On the morning of January 27 Mr. MacArthur conveyed the foregoing to M. Roland de Margerie. M. de Margerie said he would pass the comments to M. Bidault at once. However, he could give the most firm and categoric assurances that M. Bidault did not have in mind side-tracking or by-passing the Associated States. He said M. Bidault was convinced the Associated States must participate in any negotiations relating to the future of Indochina. The question is whether they would prefer to participate directly, and thus enable Ho Chi Minh to appear at the conference table and have de facto recognition, or whether they would prefer to have France negotiating in their behalf, which would enable the exclusion of Ho from the conference table. Furthermore, M. de Margerie said M. Bidault had reached no firm decisions; that no negotiations of any kind had been decided upon; and that M. Bidault’s thinking is still hypothetical.

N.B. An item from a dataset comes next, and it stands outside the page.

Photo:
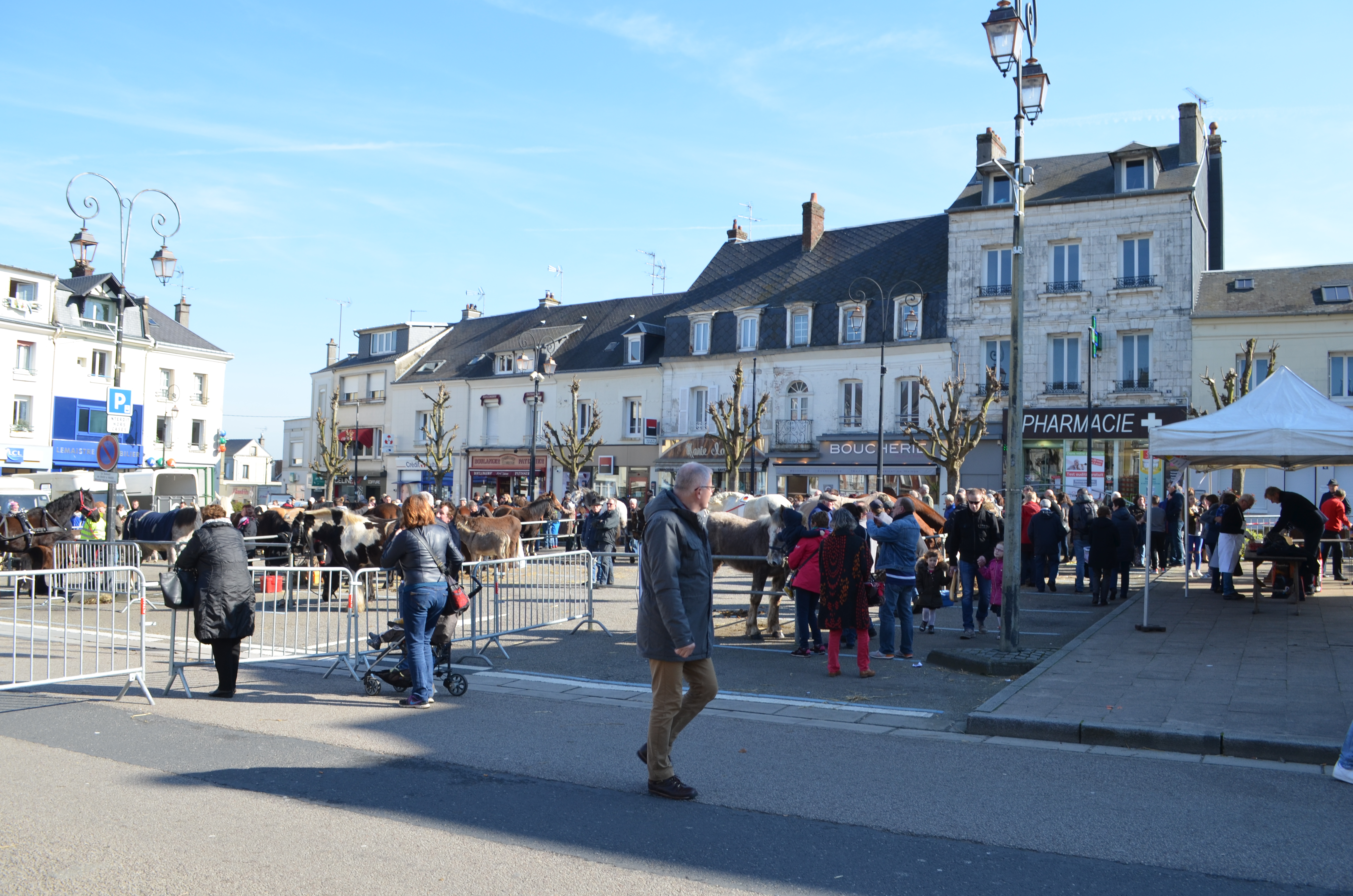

M. de Margerie then said Bidault was under violent attack in the French Parliament because of the developments in North Africa. Bidault’s Indochina policy, which involves remaining in Indochina and endeavoring to gain a position of greater strength from which future negotiations might be possible, was being strongly criticized. [Page 824] French parliamentarians were saying that if France had gotten out of Indochina last summer or autumn and had concentrated their strength in North Africa, Spain would not have dared to create the recent difficulties with respect to Morocco.5 De Margerie said these arguments made no sense at all, but nonetheless French North Africa was an highly emotional subject with the French and in their dismay at the recent developments instigated by Spain they were looking everywhere for someone to pin the blame on. In this case, they were trying to fix the blame on Bidault.

  1. Drafted on January 27. For a further report on this luncheon, see Dulte 6, Document 362.
  2. Regarding the Soviet proposal for a five-power conference, see Secto 17, Document 355.
  3. For a report on the second meeting of the Berlin Conference, see Secto 29, infra.
  4. The French Declaration of July 3, 1953, offered the three Associated States simultaneous but separate negotiations for a review of their status in the French Union.
  5. At the close of 1953 Spain had refused to recognize the new Sultan of Morocco who would normally have had religious and secular powers in Spanish Morocco as well as French Morocco.